Prosa Dia 54: Dia dan Kita

Lihatlah dia,
duduk dipinggir jalan dengan kulitnya yang hhitam legam terpanggang matahari dan asap-asap knalpot truk-truk maha-besar. Kedua kakinya dibalut dengan perban sekenanya dan sewajarnya. Tidakkah kita lihat betapa mirisnya dunia ini sementara kita hanya bisa duduk di dalam mobil ber-AC dan menontonnya dari dalam kaca berfilm tebal?

Lihatlah dia,
peluhnya mengalir deras, semakin menambah legam kulitnya yang sebenarnya tinggal sekian sentimeter dari tulangnya. Tahukah kita bahwa dia mungkin belum makan sejak kemarin sementara kita dengan lahapnya menyantap makanan siap saji yang sebenarnya mengandung berbagai zat kimia pembunuh manusia?

Lihatlah dia,
baju dan sarung kumal ia sandangkan di bahunya. Sesekali ia mengusap dahinya, sesekali pula ia mengibaskan topinya yang bertambal untuk sekedar menghalau terik. Tahukah kita, bahwa setiap keping logam yang kita lemparkan padanya sungguh sangat berarti bagi hidupnya besok, lusa dan seterusnya. Tahukah kita, bahwa setiap kali kursi roda itu bergerak untuk mengiba pada kita, adalah sebuah rizki yang harus dikejar untuk menghidupi dapur serta istri dan anak-anak yang tengah menunggu dirumah. Sementara kita hanya bisa meminta pada orang tua dengan membentak, marah-marah kepada bawahan karena kerja tidak maksimal, memeras uang rakyat hanya untuk membayar tiket pesawat eksklusif ke negeri seberang?

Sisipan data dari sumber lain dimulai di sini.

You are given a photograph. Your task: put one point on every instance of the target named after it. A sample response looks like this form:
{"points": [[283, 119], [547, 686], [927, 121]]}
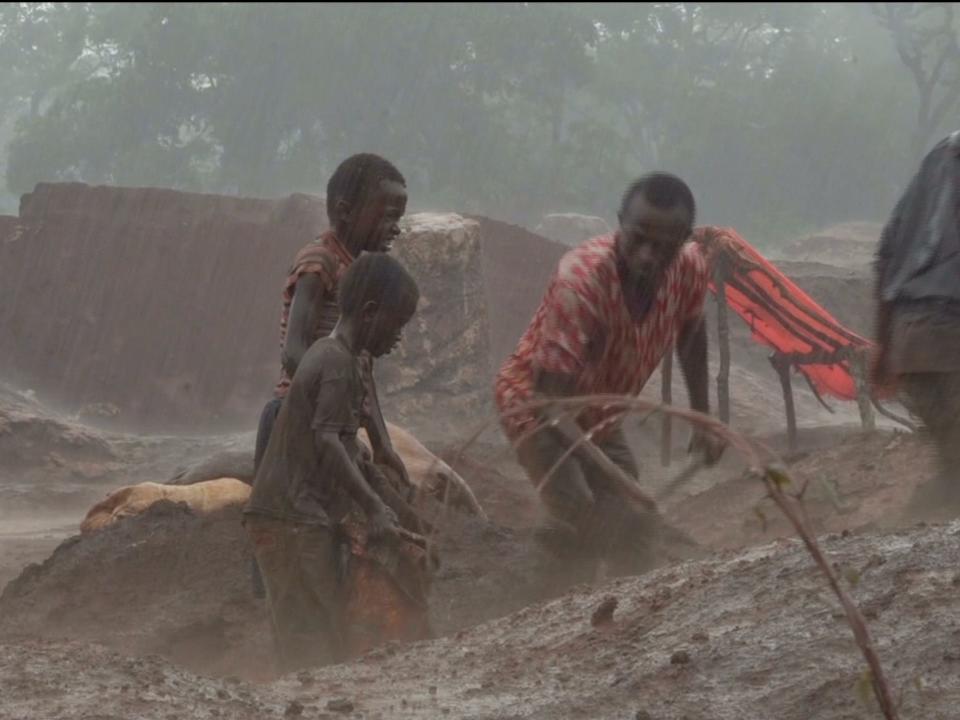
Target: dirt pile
{"points": [[107, 293], [80, 680], [861, 482], [571, 228], [851, 244], [754, 634], [174, 584]]}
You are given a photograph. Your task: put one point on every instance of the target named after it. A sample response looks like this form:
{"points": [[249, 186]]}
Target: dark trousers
{"points": [[300, 566], [935, 399], [585, 506], [268, 417]]}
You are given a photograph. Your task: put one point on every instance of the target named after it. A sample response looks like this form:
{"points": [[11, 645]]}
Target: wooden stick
{"points": [[666, 393], [723, 341], [782, 366]]}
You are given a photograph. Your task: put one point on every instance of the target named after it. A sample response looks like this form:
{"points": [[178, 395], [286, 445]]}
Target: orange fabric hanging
{"points": [[781, 316]]}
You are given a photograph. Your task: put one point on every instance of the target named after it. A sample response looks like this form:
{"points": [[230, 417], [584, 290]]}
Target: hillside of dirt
{"points": [[741, 635], [851, 244]]}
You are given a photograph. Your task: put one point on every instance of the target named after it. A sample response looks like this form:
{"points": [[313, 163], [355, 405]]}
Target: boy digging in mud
{"points": [[366, 197], [312, 467]]}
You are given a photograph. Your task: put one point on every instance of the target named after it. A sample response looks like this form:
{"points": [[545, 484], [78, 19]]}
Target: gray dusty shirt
{"points": [[295, 482]]}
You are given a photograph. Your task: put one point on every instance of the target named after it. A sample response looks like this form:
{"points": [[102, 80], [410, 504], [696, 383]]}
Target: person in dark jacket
{"points": [[917, 276]]}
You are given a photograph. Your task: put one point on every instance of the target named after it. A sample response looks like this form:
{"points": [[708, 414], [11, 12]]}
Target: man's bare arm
{"points": [[302, 321], [692, 353], [337, 464]]}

Tahukah kita, bahwa sebenarnya kita ini lebih iba bila dibandingkan dengan dia. Dia bisa menikmati hari walau sungguh sebuah perjuangan yang berat dan tak kunjung menemui titik usai, sementara kita yang selalu bahagia namun terjangkit berbagai penyakit kronis dan menguras pundi-pundi untuk bisa tertawa lagi di depan meja-meja penuh dengan makanan, sayangnya akhirnya kita harus meutup mata lebih cepat sebelum bisa menikmati hidangan.

Leave a Reply

Proudly powered by Blogger
Theme: Esquire by Matthew Buchanan.
Converted by LiteThemes.com.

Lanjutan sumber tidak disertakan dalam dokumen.